After speaking for only a minute, Carla Del Ponte, the UN's war crimes prosecutor, was forced to end her opening declaration on the mass murders at Srebrenica because of defence claims that it was too emotive.

Ms Del Ponte had begun to describe to the court a moving burial ceremony she attended for more than 500 victims of the massacre who have been identified only recently. The prosecutor told the court how she had watched as "over 500 victims, men and boys, aged between 15 and 78 at the time of their deaths, joined some 2,000 victims in the ground of the cemetery".
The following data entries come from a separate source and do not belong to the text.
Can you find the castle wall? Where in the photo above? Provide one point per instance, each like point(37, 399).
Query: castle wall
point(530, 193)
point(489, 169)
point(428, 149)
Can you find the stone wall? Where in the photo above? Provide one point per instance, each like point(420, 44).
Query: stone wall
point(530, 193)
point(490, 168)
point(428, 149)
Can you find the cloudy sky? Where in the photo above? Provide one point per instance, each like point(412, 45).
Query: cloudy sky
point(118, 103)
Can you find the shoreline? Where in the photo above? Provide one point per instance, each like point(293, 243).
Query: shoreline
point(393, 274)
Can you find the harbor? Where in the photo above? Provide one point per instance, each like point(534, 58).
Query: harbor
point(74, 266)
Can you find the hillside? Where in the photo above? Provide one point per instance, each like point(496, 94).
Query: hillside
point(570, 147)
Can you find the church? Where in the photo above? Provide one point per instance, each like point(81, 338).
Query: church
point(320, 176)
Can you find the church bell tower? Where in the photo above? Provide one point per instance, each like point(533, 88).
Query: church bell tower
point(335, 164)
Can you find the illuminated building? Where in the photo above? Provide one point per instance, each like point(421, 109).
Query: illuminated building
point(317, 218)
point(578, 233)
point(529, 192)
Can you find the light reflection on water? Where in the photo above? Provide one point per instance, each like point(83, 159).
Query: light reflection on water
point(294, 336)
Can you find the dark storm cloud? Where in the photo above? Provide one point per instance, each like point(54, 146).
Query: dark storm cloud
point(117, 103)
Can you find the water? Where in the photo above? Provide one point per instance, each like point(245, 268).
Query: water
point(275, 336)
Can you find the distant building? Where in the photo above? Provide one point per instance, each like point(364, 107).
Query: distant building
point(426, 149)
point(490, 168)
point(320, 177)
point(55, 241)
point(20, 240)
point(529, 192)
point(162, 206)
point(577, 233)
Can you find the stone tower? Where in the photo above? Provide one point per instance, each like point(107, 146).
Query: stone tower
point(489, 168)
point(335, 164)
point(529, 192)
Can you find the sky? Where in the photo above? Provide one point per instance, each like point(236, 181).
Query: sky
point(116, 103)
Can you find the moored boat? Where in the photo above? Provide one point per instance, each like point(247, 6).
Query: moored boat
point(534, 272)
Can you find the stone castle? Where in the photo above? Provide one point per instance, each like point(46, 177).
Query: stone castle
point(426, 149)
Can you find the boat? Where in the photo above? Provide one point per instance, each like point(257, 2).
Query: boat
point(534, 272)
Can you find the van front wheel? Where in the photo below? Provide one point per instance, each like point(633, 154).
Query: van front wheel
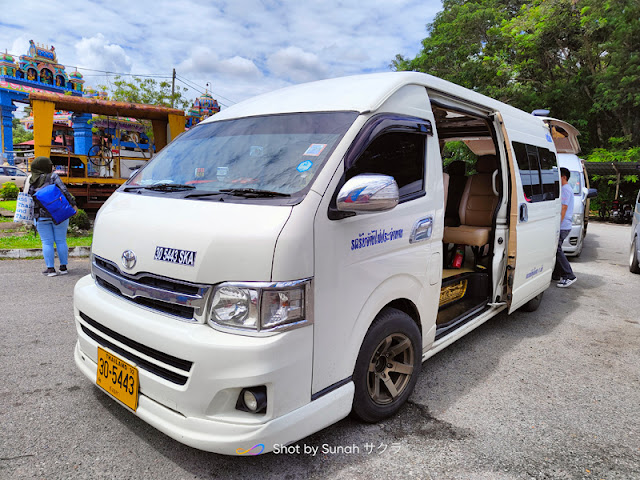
point(388, 366)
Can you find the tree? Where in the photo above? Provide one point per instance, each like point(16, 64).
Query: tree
point(579, 58)
point(149, 91)
point(20, 134)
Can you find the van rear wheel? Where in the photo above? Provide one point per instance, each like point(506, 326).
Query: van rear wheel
point(387, 367)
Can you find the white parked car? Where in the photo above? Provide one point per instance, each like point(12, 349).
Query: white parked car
point(285, 262)
point(565, 137)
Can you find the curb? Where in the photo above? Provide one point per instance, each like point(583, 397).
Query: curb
point(37, 252)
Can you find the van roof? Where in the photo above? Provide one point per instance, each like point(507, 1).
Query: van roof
point(570, 161)
point(360, 93)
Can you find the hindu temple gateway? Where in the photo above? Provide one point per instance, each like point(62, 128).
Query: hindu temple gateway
point(39, 72)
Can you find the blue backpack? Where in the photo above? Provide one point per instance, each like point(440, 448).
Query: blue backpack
point(54, 202)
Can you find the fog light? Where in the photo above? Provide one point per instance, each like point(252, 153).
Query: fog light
point(250, 400)
point(253, 400)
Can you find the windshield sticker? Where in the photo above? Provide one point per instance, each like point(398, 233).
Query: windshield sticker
point(315, 149)
point(374, 237)
point(256, 151)
point(174, 255)
point(304, 166)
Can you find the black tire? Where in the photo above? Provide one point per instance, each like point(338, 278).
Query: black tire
point(634, 266)
point(390, 359)
point(533, 304)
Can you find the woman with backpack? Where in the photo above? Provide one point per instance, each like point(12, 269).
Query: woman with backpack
point(50, 233)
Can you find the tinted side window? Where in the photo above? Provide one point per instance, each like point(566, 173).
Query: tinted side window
point(529, 181)
point(549, 174)
point(538, 172)
point(398, 154)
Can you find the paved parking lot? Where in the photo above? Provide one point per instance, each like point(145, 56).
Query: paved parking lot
point(551, 394)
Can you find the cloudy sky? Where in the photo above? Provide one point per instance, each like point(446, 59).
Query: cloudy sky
point(240, 47)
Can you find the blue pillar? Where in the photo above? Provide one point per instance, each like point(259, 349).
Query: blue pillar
point(82, 137)
point(7, 109)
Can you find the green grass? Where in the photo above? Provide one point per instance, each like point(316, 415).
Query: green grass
point(31, 241)
point(9, 204)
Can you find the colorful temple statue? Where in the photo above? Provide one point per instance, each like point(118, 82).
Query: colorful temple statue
point(203, 107)
point(38, 68)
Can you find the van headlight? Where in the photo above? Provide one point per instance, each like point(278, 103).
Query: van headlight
point(261, 307)
point(576, 219)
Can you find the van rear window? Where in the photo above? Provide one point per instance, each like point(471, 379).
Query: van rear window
point(538, 172)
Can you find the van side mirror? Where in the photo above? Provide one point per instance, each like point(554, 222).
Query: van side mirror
point(368, 193)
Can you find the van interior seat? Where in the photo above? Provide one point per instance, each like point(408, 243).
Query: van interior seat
point(477, 206)
point(455, 189)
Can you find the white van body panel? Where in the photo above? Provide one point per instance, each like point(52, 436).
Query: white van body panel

The defence lawyer, Peter Haynes, interrupted the statement, arguing: "We had agreed to make no statements today, to avoid emotive statement."

Though she insisted that her remarks contained "absolutely no emotion" but "only facts", the panel of four judges forced the prosecutor to sit down. Ms Del Ponte said that she was "utterly stupefied" by the objections.

After lawyers for the former military and police officers all stood up to object to the comments, an angry exchange ensued as Ms Del Ponte snapped: "Today is the opening of the trial so it seems to me that the chief prosecutor of this tribunal can come [into] court and speak."

However, she reluctantly agreed to stick to procedural matters until the next court session after the summer recess, and proceedings were adjourned after less than an hour.

The trial has gained significance after the death this year of Slobodan Milosevic, the former Yugoslav president, before the end of his genocide trial.

Meanwhile, the Bosnian Serb wartime leader Radovan Karadzic and his military commander, Ratko Mladic, both of whom have been indicted for orchestrating the slaughter, remain at liberty.

Yesterday the court began hearings against Vinko Pandurevic, Ljubisa Beara, Vujadin Popovic, Drago Nikolic and Ljubomir Borovcanin, all of whom surrendered to the tribunal. The men have already appeared individually before the court, but their indictments on charges including genocide or complicity in genocide were combined last year in a single indictment.

The trial of another man accused of participating in the massacre, Milorad Trbic, could be transferred to Bosnia because of his poor health. Radivoje Miletic and Milan Gvero, aides to Mladic, were also named in the indictment but are not charged with genocide.

The five men who appeared yesterday deny charges including murder, persecution and genocide - the most serious charge that can be made by the war crimes tribunal.

The massacre at Srebrenica followed the fall of the UN's so-called "safe area" in 1995 and took the lives of more than 7,000 Muslim men and boys. Already the tribunal has convicted two former military commanders of genocide charges in connection with Srebrenica.

In one of several massacres listed in the indictment, Bosnian Serb special forces are alleged to have executed more than 1,000 men who had been captured and imprisoned in an agricultural warehouse in the village of Kravica. According to the indictment, the soldiers used automatic weapons, hand grenades and other weapons, then dumped the bodies of victims in mass graves.

The prosecution claims that the defendants were involved in "systematic" ethnic cleansing, during which thousands of Bosnian Muslims were killed and their bodies hidden.